Incidemment, étant précisé que par mail du 27 janvier 2022, M. [E] exposait à l’employeur être victime de propos discriminatoires de M. [Z] depuis 2019, lui faisant part de « nombreux incidents », en concluant « ça fait beaucoup, et cela a mis en péril mon état psychologique, et je me sens persécuté constamment », il sera relevé que son psychiatre, le 16 mai 2022 parle d’un contexte professionnel négatif chronique, et le psychologue, par certificat du 3 décembre 2022, d’un état anxio-dépressif pour des faits commencés en 2019.
Il s’en suit que l’appelant n’apporte pas la preuve qui lui incombe d’une lésion soudaine survenue au temps et lieu du travail, et à défaut, la présomption d’imputabilité ne peut jouer.
Pour le surplus, étant acquis que M. [E] fut ensuite placé en arrêt maladie pour dépression du 28 janvier 2022 au 1er janvier 2025, il ne démontre nullement le fait accidentel dont aurait pu résulter la lésion dont il se prévaut.
En effet, si sur le questionnaire ensuite transmis, M. [E] a précisé avoir été agressé verbalement, il n’en apporte pas la preuve.
Par ailleurs, ce refus, quelle qu’en soit la cause, dans son insignifiance que releva le premier juge, ne s’analyse pas en l’événement requis par la loi.

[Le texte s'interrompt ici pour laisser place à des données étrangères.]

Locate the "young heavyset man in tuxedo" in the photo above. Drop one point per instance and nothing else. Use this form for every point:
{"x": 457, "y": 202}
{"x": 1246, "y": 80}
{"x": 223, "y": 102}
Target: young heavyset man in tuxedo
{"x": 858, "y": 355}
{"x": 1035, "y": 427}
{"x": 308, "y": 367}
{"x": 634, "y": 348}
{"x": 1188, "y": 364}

Au reste, il n’est ainsi apprécié que par l’intéressé lui conférant le caractère d’une discrimination que l’attestation de Mme [F], logisticienne, évince, en fondant le refus de l’escabeau par le transfert de données que son collègue faisait alors et qui le rendait indisponible, si bien que lui manque, en tout état de cause, le critère d’un fait objectif, qu’il manifesterait.
Ainsi, il ne peut être prétendu que ce refus, dans la nuit du 25 au 26 janvier 2022, déclencha un processus psycho-maladif.
En conséquence, il convient de confirmer le jugement en ce qu’il a rejeté les demandes de M [E] en reconnaissance d’un accident du travail.
PAR CES MOTIFS
La COUR, statuant publiquement, par arrêt contradictoire,
Confirme le jugement en toutes ses dispositions ;
Dit n’y avoir lieu à application des dispositions de l’article 700 du code de procédure civile ;
Condamne M. [E] aux entiers dépens.
— Prononcé par mise à disposition de l’arrêt au greffe de la cour, les parties en ayant été préalablement avisées dans les conditions prévues au deuxième alinéa de l’article 450 du code de procédure civile.
— Signé par Madame Nathalie COURTOIS, Présidente, et par Madame Isabelle FIORE, Greffière, auquel le magistrat signataire a rendu la minute.